En l'espèce, il ressort des conclusions de la MDPH qu’il a été constaté dans le cadre de la visite médicale du 1er février 2023 que l’état général de Madame [H] s’est nettement amélioré et qu’elle n’utilise plus d’aides techniques (siège et barre d’appui pour la toilette, déambulateur).

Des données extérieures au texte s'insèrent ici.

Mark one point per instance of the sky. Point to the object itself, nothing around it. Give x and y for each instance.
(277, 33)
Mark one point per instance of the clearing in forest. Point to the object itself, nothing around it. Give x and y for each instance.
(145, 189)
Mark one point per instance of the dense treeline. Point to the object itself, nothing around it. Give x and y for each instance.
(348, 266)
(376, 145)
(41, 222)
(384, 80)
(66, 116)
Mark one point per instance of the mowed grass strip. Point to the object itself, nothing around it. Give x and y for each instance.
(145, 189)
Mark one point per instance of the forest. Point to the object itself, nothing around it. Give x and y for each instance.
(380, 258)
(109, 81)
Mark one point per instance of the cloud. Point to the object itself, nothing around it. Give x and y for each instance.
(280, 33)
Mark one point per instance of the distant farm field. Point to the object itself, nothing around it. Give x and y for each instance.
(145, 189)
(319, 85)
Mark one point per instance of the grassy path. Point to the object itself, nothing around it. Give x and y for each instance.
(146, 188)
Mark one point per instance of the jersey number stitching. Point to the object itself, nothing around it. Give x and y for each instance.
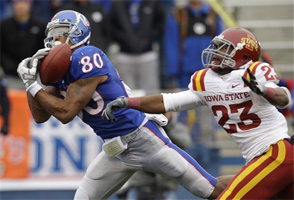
(88, 65)
(245, 117)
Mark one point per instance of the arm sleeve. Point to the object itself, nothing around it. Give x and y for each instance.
(181, 101)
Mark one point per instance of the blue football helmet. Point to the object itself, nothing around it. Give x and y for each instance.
(70, 24)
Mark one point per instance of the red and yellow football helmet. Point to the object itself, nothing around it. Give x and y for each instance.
(233, 48)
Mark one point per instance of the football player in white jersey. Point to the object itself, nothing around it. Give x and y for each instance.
(242, 95)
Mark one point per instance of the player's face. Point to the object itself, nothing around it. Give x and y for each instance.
(57, 36)
(218, 59)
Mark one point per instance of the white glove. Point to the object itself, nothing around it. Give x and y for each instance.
(159, 119)
(41, 53)
(29, 75)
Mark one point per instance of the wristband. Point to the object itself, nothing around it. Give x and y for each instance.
(34, 88)
(134, 102)
(270, 93)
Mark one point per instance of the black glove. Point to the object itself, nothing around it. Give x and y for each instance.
(120, 102)
(253, 85)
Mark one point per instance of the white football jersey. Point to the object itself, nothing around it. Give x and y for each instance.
(250, 120)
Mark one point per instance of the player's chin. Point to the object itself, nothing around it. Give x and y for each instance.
(221, 71)
(216, 69)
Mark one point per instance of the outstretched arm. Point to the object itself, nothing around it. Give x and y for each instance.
(278, 96)
(149, 104)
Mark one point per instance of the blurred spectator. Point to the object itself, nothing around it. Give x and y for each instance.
(98, 19)
(189, 29)
(16, 36)
(45, 9)
(136, 26)
(4, 9)
(4, 104)
(151, 186)
(105, 3)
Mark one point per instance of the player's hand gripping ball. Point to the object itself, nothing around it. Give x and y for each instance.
(56, 64)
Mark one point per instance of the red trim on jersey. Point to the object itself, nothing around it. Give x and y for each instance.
(252, 68)
(198, 80)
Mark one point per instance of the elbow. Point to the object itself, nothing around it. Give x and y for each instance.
(284, 103)
(66, 119)
(41, 119)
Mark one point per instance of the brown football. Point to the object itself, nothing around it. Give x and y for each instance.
(55, 64)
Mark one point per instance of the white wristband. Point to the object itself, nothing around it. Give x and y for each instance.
(34, 88)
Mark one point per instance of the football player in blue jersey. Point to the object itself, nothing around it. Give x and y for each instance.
(133, 142)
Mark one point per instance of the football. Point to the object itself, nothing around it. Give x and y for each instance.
(55, 64)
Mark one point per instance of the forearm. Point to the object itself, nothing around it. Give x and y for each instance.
(39, 114)
(279, 97)
(148, 104)
(56, 106)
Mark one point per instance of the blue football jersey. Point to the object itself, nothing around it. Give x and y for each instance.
(89, 61)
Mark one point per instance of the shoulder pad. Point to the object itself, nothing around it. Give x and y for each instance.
(263, 72)
(197, 80)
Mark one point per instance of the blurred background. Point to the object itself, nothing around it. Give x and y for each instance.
(48, 161)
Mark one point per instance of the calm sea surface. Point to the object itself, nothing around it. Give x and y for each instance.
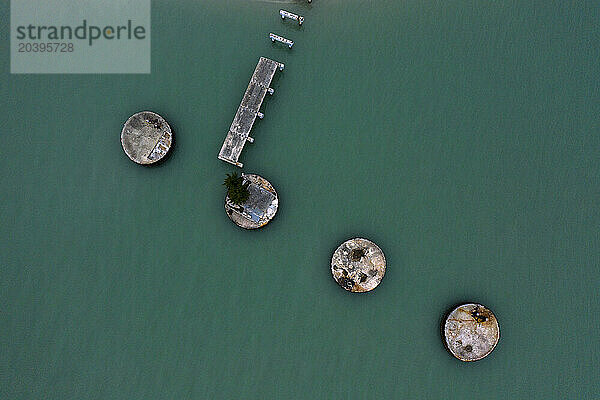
(462, 137)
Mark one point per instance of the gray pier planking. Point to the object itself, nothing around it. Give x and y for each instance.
(249, 109)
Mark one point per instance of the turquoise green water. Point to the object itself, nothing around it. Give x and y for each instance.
(462, 137)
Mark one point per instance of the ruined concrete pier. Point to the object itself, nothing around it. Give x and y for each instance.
(239, 132)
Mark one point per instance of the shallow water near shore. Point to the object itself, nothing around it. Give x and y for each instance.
(461, 137)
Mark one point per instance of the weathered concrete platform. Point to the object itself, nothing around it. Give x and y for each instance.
(239, 132)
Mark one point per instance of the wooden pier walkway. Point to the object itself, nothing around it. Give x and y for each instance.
(239, 132)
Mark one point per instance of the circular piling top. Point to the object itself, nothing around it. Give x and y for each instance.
(358, 265)
(146, 137)
(259, 209)
(471, 332)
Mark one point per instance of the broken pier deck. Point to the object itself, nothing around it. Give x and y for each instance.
(239, 132)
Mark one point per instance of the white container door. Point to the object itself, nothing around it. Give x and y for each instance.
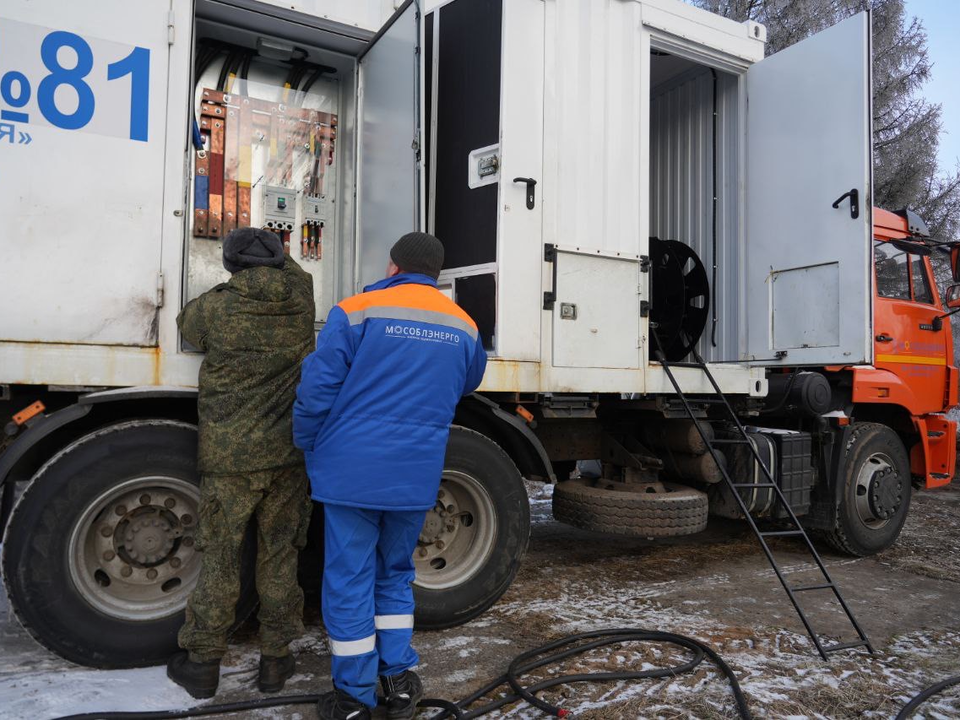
(520, 213)
(388, 195)
(808, 201)
(82, 127)
(596, 311)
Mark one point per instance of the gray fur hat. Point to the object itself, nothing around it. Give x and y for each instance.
(418, 253)
(252, 247)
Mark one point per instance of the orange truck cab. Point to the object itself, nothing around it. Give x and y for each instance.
(913, 372)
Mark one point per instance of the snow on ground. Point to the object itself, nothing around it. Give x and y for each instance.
(716, 589)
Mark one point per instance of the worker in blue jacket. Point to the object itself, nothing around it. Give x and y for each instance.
(372, 416)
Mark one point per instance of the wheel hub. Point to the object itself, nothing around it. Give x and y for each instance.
(132, 552)
(457, 534)
(879, 491)
(885, 493)
(149, 538)
(441, 524)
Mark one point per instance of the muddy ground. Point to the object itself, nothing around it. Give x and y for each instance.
(715, 587)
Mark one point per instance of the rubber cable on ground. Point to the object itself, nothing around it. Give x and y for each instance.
(921, 698)
(521, 665)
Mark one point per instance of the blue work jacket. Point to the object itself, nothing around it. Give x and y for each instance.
(376, 398)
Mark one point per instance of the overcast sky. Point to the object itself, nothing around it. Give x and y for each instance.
(941, 19)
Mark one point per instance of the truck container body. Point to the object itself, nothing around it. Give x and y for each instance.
(610, 180)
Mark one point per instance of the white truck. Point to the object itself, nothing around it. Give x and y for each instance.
(546, 142)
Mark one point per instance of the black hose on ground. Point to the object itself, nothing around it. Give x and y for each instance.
(521, 664)
(921, 698)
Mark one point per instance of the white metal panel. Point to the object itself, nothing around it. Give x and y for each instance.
(520, 234)
(596, 317)
(592, 188)
(81, 190)
(365, 14)
(808, 142)
(389, 125)
(681, 189)
(711, 34)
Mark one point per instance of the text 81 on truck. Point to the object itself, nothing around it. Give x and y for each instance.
(622, 188)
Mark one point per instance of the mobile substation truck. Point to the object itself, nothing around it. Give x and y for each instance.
(666, 239)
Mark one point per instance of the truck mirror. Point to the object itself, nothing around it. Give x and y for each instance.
(953, 295)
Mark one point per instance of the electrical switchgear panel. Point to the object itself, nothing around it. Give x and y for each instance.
(264, 155)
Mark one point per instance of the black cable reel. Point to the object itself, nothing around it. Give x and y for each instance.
(680, 296)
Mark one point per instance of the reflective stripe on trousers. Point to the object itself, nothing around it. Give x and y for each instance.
(367, 594)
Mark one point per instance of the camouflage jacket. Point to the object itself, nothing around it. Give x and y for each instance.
(256, 329)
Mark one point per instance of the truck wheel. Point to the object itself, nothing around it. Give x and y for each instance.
(876, 491)
(603, 506)
(99, 556)
(475, 537)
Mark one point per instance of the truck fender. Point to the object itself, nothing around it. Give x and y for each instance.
(519, 429)
(137, 393)
(46, 425)
(41, 428)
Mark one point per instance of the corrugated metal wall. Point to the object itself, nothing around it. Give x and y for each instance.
(592, 124)
(681, 178)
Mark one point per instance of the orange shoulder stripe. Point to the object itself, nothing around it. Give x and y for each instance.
(420, 297)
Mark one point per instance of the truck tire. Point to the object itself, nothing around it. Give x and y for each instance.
(98, 556)
(875, 478)
(678, 511)
(475, 537)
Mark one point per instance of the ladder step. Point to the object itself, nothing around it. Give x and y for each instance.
(846, 646)
(781, 533)
(690, 408)
(804, 588)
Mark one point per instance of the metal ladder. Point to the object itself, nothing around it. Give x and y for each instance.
(792, 590)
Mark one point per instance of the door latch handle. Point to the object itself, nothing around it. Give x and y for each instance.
(854, 196)
(550, 256)
(531, 191)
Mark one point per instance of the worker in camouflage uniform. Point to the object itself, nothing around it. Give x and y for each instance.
(255, 329)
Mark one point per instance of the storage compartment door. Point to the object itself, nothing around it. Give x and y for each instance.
(82, 129)
(388, 193)
(807, 260)
(596, 314)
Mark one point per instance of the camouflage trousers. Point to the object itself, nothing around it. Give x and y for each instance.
(279, 501)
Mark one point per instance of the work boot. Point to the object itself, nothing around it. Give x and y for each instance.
(403, 692)
(200, 679)
(339, 705)
(274, 672)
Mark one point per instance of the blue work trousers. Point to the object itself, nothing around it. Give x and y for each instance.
(367, 594)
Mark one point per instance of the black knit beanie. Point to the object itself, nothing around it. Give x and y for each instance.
(252, 247)
(418, 253)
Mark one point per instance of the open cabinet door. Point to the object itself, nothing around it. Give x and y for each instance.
(389, 122)
(807, 260)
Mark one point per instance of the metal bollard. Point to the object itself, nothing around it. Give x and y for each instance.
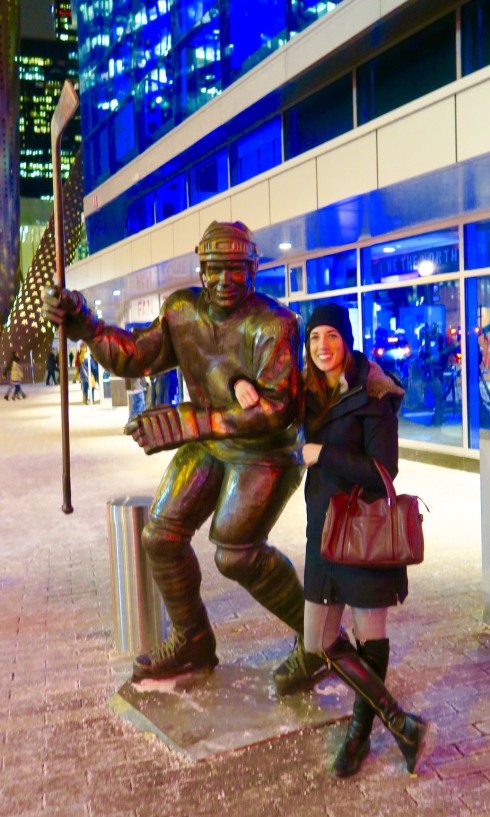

Il a été relevé qu’elle a une élocution très compréhensible.
Il est également relevé que Madame [H] exprime ne pas se sentir gênée dans son quotidien par la déficience des membres supérieurs ; qu’elle a développé de bonnes stratégies de compensation et reste autonome dans la réalisation des actes essentiels et la vie domiciliaire et que sa seule restriction est de ne pas porter de charges supérieures à 4 kg.
Il est établi qu’elle a un périmètre de marche de 3 à 4 km en autonomie et que si elle a des difficultés de mémorisation, elle a su s’adapter dans son quotidien.
Il a ainsi été déduit de l’ensemble de ces éléments qu’elle présente un taux d’incapacité inférieure à 50 %.
Dans le cadre de cette instance, Madame [H] ne vient pas utilement contester les constats suscités relevés par la MDPH.
Madame [H] se contente d’indiquer qu’elle n’a plus eu de ressources du fait de la cessation de l’AAH mais ne vient pas infirmer les constats au soutien desquelles la décision de refus a été prise.
Il n’est en tout état de cause pas établi que Madame [H] était dans une situation de restriction substantielle et durable pour l’accès à l’emploi pour la période dont elle fait état dans la mesure où elle ne conteste pas que dans le cadre du stage effectué à l’unité de réentraînement et d’orientation socio-professionnelle du CRP [5] de [Localité 3] du 1er février 2000 21 au 24 juillet 2022, l’équipe a considéré qu’elle a la possibilité de travailler sur un poste adapté en conditionnement ou dans le commerce.
Dans ces conditions, il n’y a pas lieu à faire droit à la demande tendant à bénéficier de l’AAH du mois de juillet 2023 au mois de mars 2024.
Sur les demandes accessoires
Partie perdante, Madame [H] est tenue aux dépens de l’instance.
PAR CES MOTIFS
Le tribunal, statuant après débats en audience publique, par jugement contradictoire, en premier ressort et par mise à disposition au greffe de la juridiction ;
DIT que l'état de santé de Madame [D] [H] présente un taux d'incapacité inférieur à 50 %, ne lui permettant pas de bénéficier de l'allocation adulte handicapé pour la période du mois de juillet 2023 à mars 2024 comme sollicité ;
DÉBOUTE Madame [D] [H] de l’ensemble de ses demandes ;
CONDAMNE Madame [D] [H] aux dépens de l’instance.
Ainsi jugé, mis à disposition au greffe du tribunal judiciaire de Rennes.